Счастье - оно такое:
глупое, разнолистное, -
запросто себя выставив
городу -
несерьезное,
болтающее
ногами в воздухе,
вечное, как простуда.

***
Цветочные горшки полны воды
и, сытых листьев краешки глотая,
земная темнота загустевает…
Ты далеко, не знаю, спишь ли ты…
День пережит, беспомощный, ничей.
Весной их много, длинных, шумных,
                            просто
ползут бороздки тоненькие воска
по свечке. И от мякоти вещей,
заполнивших. как кляксами страницу,
всю комнату - нет таинства, нет сна.
от каждой строчки твоего письма
так пахнет счастьем, сессией, столицей,
а я не знаю, что писать… "Привет,
погода, как всегда, не то, чтоб очень…
Был первый дождь, оставил многоточье
из лужиц. "И торопятся в конверт
смешные буквы. Только раз - взгляну
перед почтовой выцветшей скворечней.
"Сестра моя, мы мир"… Мы бесконечны.
Шлю в Армавир уральскую весну.

апрель 1999 г.

***
Луна, как рифма, повторит
?R2 огня свечного.
От настроения ночного
окно у комнаты болит.
И где-то есть мое лицо
с ноздрями, выгнутыми в гневе,
и борозда в отекшем небе.
(Скатилась… Знать, была с гнильцой -
так завтра скажут.) Помоги
моей мечте. Не дай ей сбыться.
Полет на кончике ресницы,
перчатка тени от руки…
Что - стих? Вот замысел… Его
сжевали прожитые сутки.
Вокзал - на дне дорожной сумки.
Осталось - выйти из трюмо.

1998

Как фокусник
вынимает
из цилиндра
бесконечную гирлянду
платков -
вытягиваю из
телефонной трубки
только одинаковые
долгие гудки.
Занято…

22 ноября 1998 г

***
Не о чем вспомнить.
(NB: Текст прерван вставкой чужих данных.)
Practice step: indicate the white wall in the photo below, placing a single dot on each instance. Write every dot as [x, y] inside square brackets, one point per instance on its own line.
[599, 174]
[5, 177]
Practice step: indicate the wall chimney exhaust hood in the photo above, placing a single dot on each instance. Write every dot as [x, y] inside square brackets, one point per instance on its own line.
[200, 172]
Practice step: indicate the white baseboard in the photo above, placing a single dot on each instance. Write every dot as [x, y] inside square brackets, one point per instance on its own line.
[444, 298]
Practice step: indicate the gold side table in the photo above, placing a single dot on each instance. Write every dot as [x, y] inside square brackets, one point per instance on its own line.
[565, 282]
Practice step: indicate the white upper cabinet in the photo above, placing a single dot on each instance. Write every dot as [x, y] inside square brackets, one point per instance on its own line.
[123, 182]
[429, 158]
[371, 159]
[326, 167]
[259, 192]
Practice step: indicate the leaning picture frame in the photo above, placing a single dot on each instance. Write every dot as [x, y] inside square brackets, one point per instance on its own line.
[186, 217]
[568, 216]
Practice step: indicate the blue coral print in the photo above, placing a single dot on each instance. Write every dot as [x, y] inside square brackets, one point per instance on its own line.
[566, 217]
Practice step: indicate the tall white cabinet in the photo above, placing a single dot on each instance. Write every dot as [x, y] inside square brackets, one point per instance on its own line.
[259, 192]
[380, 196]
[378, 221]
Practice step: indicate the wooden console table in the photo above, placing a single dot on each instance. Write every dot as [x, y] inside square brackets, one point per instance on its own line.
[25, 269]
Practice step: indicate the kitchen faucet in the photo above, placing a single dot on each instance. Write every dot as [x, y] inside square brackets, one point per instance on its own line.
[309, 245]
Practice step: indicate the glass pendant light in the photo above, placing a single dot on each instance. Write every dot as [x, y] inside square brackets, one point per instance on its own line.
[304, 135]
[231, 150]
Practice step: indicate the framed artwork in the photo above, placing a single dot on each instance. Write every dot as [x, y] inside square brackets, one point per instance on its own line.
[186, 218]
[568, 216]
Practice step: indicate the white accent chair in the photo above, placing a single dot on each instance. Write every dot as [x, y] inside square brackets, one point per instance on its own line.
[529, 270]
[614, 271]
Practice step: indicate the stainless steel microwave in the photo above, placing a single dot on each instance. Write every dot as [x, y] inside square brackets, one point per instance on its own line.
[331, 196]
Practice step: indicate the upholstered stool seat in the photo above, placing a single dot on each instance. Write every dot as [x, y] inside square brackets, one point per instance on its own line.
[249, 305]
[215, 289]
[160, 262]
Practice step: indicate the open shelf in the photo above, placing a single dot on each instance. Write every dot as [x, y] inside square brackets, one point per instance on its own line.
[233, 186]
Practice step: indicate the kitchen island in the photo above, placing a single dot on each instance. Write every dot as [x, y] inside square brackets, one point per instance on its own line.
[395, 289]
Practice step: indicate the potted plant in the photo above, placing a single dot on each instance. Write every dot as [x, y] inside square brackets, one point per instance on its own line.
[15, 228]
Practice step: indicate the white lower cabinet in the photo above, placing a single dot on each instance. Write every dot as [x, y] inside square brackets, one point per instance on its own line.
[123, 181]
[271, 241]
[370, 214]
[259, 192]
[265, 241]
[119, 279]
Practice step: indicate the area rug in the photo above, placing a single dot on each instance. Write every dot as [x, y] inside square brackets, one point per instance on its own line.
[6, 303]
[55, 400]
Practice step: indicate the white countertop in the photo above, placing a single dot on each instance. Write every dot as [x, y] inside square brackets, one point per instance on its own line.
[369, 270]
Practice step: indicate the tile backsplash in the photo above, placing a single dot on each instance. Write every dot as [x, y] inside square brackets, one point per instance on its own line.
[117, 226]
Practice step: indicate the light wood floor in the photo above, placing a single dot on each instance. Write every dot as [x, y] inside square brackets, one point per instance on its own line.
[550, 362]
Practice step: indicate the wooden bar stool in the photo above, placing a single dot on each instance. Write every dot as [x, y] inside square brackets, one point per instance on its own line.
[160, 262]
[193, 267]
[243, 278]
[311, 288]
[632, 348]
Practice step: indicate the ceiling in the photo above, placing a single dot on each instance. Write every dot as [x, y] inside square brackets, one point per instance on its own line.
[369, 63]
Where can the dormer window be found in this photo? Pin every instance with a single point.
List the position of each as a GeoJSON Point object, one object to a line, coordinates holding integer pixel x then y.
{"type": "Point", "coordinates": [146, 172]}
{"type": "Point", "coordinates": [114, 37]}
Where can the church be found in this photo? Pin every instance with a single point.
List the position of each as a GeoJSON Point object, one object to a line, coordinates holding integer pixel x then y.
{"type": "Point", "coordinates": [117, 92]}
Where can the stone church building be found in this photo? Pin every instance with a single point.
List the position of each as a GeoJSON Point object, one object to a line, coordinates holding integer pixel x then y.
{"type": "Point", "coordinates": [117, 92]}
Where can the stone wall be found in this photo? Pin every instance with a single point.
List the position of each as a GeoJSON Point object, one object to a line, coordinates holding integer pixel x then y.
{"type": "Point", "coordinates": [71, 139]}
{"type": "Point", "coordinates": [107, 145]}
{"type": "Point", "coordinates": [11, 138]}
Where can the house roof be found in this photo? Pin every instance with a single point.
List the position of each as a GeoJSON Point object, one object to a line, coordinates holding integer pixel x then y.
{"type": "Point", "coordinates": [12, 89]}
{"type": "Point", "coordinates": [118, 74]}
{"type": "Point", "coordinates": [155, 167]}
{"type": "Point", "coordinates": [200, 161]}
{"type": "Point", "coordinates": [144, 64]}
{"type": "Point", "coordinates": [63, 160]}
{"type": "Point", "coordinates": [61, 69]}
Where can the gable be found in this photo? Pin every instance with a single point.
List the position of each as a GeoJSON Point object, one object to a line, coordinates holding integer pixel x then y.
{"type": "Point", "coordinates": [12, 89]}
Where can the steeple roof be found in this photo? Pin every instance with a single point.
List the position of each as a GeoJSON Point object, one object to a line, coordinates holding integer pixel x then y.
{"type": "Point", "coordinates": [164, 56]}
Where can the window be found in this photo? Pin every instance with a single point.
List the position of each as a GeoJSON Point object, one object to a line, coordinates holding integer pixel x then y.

И осени
мне не досталось в этом году.
Вижу во сне теплые руки,
несущие к голодному синему
ящику вчетверо сложенные
объятия. И надпись: Марине.
И адрес: город, пропавший
вчера под снегом.

Октябрь 1998 г.

***
Синица в руках -
это же очень больно!
Попробуй удержать
живое, теплое существо
способное клеваться
и до крови царапаться
коготками.
Нет, журавль в небе -
куда лучше.

***
За каллиграфию дождя
рисую хрупкую четверку.
Воспоминание в конторку
едва живого декабря.
Какая вялая зима,
чудесно названная "танка",
седоку, хокку… Практикантка…
Прямоугольник в три окна…
Журнал… Сбежавшие с урока…
Кусочек мела… Имена…
Печаль наивна и нема.
Указка звякнет, кривобока…

10 декабря

***
Сама не знаю, что пишу…
Пройдет как жизнь,
без сна, без смысла.
Мужчина должен быть
ребристым.
И многоЕвным.
Разрешу
играть с собой
и сдамся быстро.
Ничья была -
ничья и есть…
И никому не половина,
и не делюсь
напополам.
Спокойно объясняю сыну,
что папа
редкий был
Адам.

Ноябрь 1998 г.

***
Ответил "не знаю"…
К нам долго стучали.
Крючок вопросительно
вздрагивал. К чаю -
иллюзия счастья
(внутри). А снаружи -
свобода, октябрь,
замерзшие лужи.
Граненое звездное
око за оком,
и за ночь прожитая
книга под боком…
Зачем-то спросила
ревниво и строго
"Послушай, ты любишь
меня хоть немного?"

Ответил: "не знаю"!

Октябрь 1998 г.

* * *
Одна знакомая
увозит
в Голландию
пионерский галстук,
значки,
школьные почетные грамоты -
позабавить своего Берта.
Да и просто
на память,
чтобы когда-нибудь вечером
хлопотливая
томная
или просто
расчувствовавшаяся
голландка
вздохнула
о русской прабабке.



* * *
И сколько б мы ни говорили,
к простым вещам: ты сверху или
ты не придешь - всегда сводилось
не быть и быть. Я становилась
взрослее. Ящичек в столе
один во всей твоей берлоге,
меня принявший, был ли он?
А за окном клочки летели
этюдов утренних... Поделим
мой бедный ящичек на всех
на всех, кого я дожидалась
с твоим приходом и на все
другие ящички. Послушай,
я ухожу. Хотя б до той
двери, которой я не хлопну,
побереги меня и нас,
и стол, и ящичек, и утро.



* * *
На фантике написано "Весна"
и на календаре. Но снег напорист.
Учу: "плюсквамперфект,
перфект, аорист..."
Штришок от шоколадного пятна -
нет, пятнышка... -
испачкала тетрадь.
Тебя целую сладкими губами.
Ну помоги мне что-нибудь
соврать
о нас, учебе, изморози - маме!
Домашние дела.
С кистями шарф
замоченный - ручная анаконда...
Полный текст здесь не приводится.